再開を喜んだのも束の間にまた離れ離れになってしまうが、劉備が真っ直ぐに生きている限りまたいずれ道が交わることもあるだろうと公孫賛は思う。
「寂しくなるなんて言わないぞ? 北郷と一緒に名を上げて、この幽州にまで聞こえてくるくらい大きくなれ。先生だって、お前には期待されてるはずだからな」
「うーん、そうなのかなあ? でも、そう言ってくれる白蓮ちゃんのためにも頑張るね」
きゅっと拳を固く握り、劉備は決意を新たにしたのである。
「いくぞ、進め!」
先陣の関羽が叫び、配下の兵らが粛々と歩を進めていく。北郷軍の主だった将らも騎乗し、それぞれ部隊の兵たちに号令をかけている。
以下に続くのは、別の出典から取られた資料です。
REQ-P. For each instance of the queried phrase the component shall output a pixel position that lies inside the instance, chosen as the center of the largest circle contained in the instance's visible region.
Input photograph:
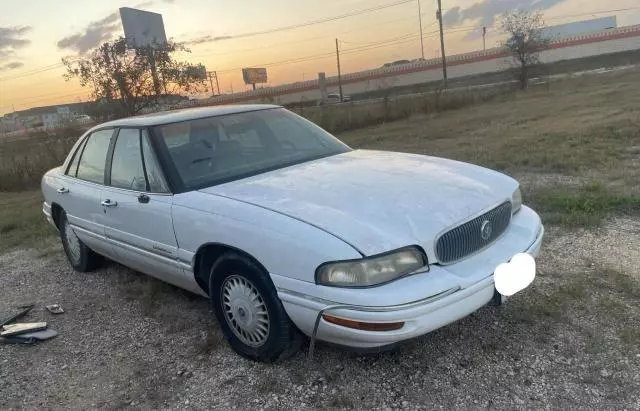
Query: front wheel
(81, 257)
(249, 311)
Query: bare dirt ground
(570, 341)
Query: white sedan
(286, 229)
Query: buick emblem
(486, 230)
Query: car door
(79, 190)
(137, 208)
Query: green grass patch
(22, 223)
(583, 207)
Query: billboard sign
(254, 75)
(197, 71)
(142, 28)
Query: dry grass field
(569, 341)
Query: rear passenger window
(94, 156)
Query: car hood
(376, 201)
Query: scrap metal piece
(9, 317)
(55, 309)
(10, 330)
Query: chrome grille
(467, 238)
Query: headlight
(373, 270)
(516, 201)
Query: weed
(586, 206)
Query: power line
(34, 71)
(308, 39)
(318, 21)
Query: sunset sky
(36, 34)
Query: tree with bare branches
(118, 73)
(526, 40)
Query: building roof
(175, 116)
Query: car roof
(174, 116)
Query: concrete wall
(479, 62)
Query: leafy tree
(526, 40)
(118, 73)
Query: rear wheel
(81, 257)
(249, 311)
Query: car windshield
(215, 150)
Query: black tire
(86, 259)
(282, 339)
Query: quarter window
(73, 167)
(157, 183)
(126, 168)
(94, 156)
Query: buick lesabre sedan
(287, 230)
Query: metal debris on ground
(25, 333)
(11, 316)
(55, 309)
(10, 330)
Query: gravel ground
(128, 341)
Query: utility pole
(444, 55)
(213, 75)
(154, 72)
(484, 38)
(339, 75)
(420, 21)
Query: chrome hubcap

北平で徴兵した者のなかには故郷に留まりたいという意思を持つ者もいたので、その全てを連れていくことはできなかった。しかし吸収した黄巾兵などを合わせて北郷軍は総勢三千ほどとなっており、当初から比べればその規模は格段に大きくなっている。
「せーいー、またねー」
「また、なのだ!」
徐晃と張飛は大柄な武器を頭上でぶんぶんと振り、見送る二人に向けてアピールをした。
始めは聞こえていた声も段々と遠ざかり、やがてはその姿も消え去っていく。
「これからもしっかり頼むぞ、星」
「それは白蓮殿次第というものですな。この趙子龍、タダではよい仕事はできませぬ」
普段の調子に戻った趙雲に呆れながらも、ある意味それでこそ頼りがいがあるのかもしれないと公孫賛は思う。
「わたしも桃香にああいった手前、気合入れ直して頑張らないと」
一刀たちが残した土煙だけを見つめながら、公孫賛は表情を引き締めたのであった。